Для него допущение к тайне предполагало прежде всего очевидность, наличие тайного. Если бы она существовала — очевидная всеобъемлющая тайна, он, скорее всего, охотно поверил бы в нее. Обычно тайна — это нечто необычное, мистическое, скрытое в сумраке, если же существует тайна, которая может быть выставлена под эти безжалостные солнечные лучи, то именно она станет реальной, другими словами, будет принадлежать миру Хонды.
После обеда и короткого отдыха Хонда в сопровождении одного из жрецов начал подниматься по утопающей в зелени храмовой дороге, через несколько минут они подошли к одному из храмов — Саги.
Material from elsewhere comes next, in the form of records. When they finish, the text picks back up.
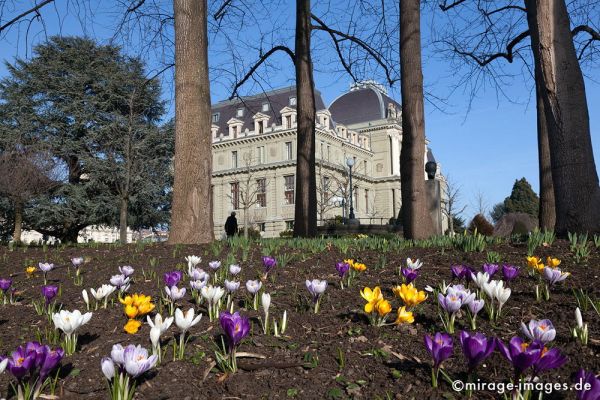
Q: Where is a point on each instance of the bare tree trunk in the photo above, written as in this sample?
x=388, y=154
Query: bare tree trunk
x=18, y=222
x=123, y=220
x=547, y=211
x=192, y=219
x=574, y=175
x=305, y=221
x=417, y=223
Правильное название его звучало много длиннее, указывая на посвящение буйному, свирепому духу; здесь было положено совершить молитву и пройти очищение перед тем, как подниматься на Гору.
Окруженный устремившимися ввысь криптомериями храм, крытый корой кипарисовика, производил ощущение священного места, где смиряется буйный дух; над крышей высоко поднимались тонкоствольные сосны, напоминавшие длинноногих подвижных воинов былых времен.
После обряда очищения жрец поручил Хонду заботам пожилого вежливого проводника, обутого в матерчатые сапоги. Здесь у начала подъема они впервые увидели венок из диких лилий.